I had been lying faceup and now lay facedown. She put wax all over the back of my legs.

“Finally, it was his birthday. He went to a friend’s and got so drunk that the ambulance came. He died three days later. His organism was too weak to sustain all that alcohol.”

“My God,” I said.

“I cried a lot. I cried all the time during those years. That’s why I never get depressed. I’ve never been depressed because I always cry. Okay, breathe.”

I thought about how hard it was for me to cry. Maybe the inverse was true for me. I’d been depressed for years because I hadn’t cried. But before I could get to the end of that thought, Vera ripped off another strip. Another searing pain, that left my whole body quivering.

She returned to the pot of wax. I lay there thinking for a second. “What did you use to do in Belarus?” I asked.

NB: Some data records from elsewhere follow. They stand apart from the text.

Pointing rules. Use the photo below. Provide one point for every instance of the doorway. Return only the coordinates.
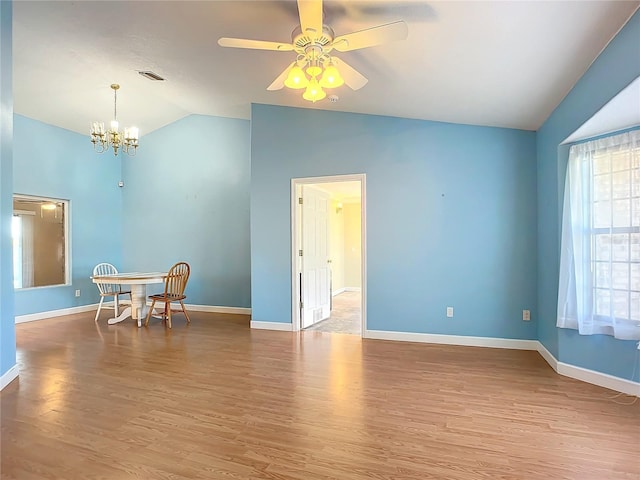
(329, 254)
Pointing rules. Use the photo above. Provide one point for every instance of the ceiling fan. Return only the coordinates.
(315, 67)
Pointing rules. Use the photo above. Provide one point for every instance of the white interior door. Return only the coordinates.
(316, 295)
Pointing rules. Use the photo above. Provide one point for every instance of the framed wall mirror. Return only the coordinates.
(40, 233)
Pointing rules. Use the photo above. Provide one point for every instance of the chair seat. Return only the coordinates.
(111, 294)
(163, 297)
(174, 286)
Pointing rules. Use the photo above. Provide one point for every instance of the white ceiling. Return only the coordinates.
(620, 112)
(505, 63)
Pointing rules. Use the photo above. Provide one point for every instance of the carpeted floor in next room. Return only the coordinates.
(345, 316)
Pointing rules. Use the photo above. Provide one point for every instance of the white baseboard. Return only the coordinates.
(590, 376)
(218, 309)
(31, 317)
(9, 376)
(511, 343)
(283, 327)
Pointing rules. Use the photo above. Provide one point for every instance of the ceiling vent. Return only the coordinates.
(151, 75)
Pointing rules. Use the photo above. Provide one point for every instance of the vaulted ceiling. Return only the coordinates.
(504, 64)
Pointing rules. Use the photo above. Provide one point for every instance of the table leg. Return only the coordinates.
(139, 302)
(126, 313)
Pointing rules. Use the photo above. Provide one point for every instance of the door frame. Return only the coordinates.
(295, 243)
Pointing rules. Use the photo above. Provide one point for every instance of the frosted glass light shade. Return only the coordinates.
(331, 78)
(314, 92)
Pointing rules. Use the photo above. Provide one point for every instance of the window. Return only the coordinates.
(599, 289)
(40, 242)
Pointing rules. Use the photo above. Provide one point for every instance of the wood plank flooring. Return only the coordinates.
(217, 400)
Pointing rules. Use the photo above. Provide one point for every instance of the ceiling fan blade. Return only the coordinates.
(255, 44)
(371, 36)
(350, 75)
(278, 83)
(310, 12)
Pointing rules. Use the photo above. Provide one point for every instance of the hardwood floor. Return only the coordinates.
(217, 400)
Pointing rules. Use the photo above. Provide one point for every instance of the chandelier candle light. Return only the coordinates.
(113, 138)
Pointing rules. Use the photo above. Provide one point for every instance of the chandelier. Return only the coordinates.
(113, 138)
(314, 71)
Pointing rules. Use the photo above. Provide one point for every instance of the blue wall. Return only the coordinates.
(62, 164)
(451, 217)
(7, 324)
(613, 70)
(186, 197)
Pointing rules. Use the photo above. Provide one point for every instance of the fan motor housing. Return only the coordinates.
(303, 43)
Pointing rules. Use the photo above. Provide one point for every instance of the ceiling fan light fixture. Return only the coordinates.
(331, 78)
(296, 78)
(314, 70)
(314, 91)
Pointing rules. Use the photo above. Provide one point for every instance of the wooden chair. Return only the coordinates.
(108, 289)
(173, 292)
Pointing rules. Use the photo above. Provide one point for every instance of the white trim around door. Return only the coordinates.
(296, 184)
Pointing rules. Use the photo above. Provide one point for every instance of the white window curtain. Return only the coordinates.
(599, 283)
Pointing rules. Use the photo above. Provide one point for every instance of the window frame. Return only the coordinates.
(66, 207)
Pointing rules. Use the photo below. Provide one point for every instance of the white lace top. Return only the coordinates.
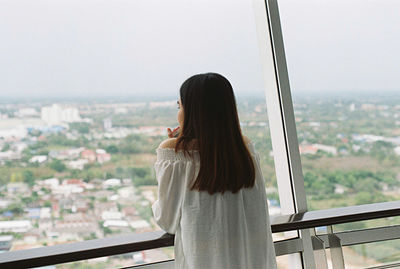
(219, 231)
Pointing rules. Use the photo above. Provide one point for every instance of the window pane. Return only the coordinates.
(342, 57)
(88, 89)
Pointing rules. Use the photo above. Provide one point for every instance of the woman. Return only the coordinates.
(211, 190)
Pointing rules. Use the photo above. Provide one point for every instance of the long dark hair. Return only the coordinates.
(210, 117)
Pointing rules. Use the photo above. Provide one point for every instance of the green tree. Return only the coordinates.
(57, 165)
(28, 177)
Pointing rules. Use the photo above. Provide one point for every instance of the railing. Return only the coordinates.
(136, 242)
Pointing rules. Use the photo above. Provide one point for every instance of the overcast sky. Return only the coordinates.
(148, 47)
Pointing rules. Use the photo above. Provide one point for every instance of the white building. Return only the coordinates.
(111, 215)
(15, 226)
(77, 164)
(38, 159)
(112, 182)
(55, 114)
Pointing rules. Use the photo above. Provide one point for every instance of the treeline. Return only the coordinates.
(367, 186)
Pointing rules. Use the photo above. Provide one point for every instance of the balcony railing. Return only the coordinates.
(137, 242)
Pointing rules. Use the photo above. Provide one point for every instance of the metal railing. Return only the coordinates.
(137, 242)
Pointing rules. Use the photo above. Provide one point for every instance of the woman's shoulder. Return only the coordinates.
(170, 143)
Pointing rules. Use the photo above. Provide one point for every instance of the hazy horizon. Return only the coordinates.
(104, 48)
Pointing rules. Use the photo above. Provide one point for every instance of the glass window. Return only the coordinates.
(342, 57)
(88, 89)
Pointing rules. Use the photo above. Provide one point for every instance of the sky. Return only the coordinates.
(55, 48)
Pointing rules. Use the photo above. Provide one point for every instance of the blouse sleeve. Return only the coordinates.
(167, 209)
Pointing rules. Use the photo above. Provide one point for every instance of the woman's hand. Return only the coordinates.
(173, 133)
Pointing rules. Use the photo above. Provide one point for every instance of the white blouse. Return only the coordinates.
(218, 231)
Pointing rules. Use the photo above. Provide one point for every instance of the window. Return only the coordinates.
(342, 59)
(88, 91)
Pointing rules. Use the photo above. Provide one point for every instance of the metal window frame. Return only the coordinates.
(285, 145)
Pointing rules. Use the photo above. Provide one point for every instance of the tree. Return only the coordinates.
(112, 149)
(57, 165)
(28, 177)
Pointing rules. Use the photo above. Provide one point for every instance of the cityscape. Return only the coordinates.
(83, 169)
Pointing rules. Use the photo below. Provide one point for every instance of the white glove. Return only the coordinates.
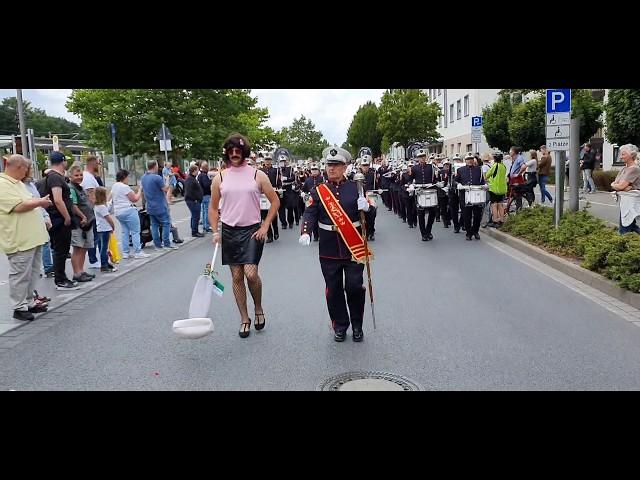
(363, 204)
(304, 240)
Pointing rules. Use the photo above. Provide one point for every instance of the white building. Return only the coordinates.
(457, 107)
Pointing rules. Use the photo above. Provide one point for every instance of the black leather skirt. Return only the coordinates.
(238, 248)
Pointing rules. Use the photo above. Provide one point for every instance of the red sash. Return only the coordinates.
(341, 220)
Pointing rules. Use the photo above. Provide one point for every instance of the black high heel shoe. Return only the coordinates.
(259, 325)
(245, 329)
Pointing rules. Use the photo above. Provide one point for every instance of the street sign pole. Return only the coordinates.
(558, 126)
(574, 167)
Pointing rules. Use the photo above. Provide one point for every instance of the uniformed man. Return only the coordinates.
(330, 202)
(425, 173)
(289, 200)
(272, 173)
(471, 174)
(310, 184)
(370, 183)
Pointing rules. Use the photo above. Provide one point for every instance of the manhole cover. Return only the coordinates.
(369, 381)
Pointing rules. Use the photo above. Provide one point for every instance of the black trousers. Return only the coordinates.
(60, 237)
(344, 276)
(443, 208)
(273, 228)
(426, 229)
(476, 212)
(370, 218)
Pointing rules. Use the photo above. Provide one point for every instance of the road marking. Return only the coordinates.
(626, 312)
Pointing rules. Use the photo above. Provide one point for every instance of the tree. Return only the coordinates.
(302, 139)
(407, 115)
(495, 123)
(199, 119)
(364, 131)
(35, 118)
(527, 124)
(622, 112)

“I was the manager of a hotel.”

Vera’s situation in this sense was exactly the opposite of Isolde’s. Argentina for Isolde had meant instant promotion. She had leaped ranks for essential reasons, she was Austrian. Vera had stepped down, joining the ranks of that worldwide league of immigrants who live in states of demotion, whose present occupations reflect in no way their past ones or the ones for which they’ve been trained. She had arrived eight years ago at the age of forty, with her children in tow. Coming here was a way for her son to avoid military service, which she wanted him to do, as it could be brutal.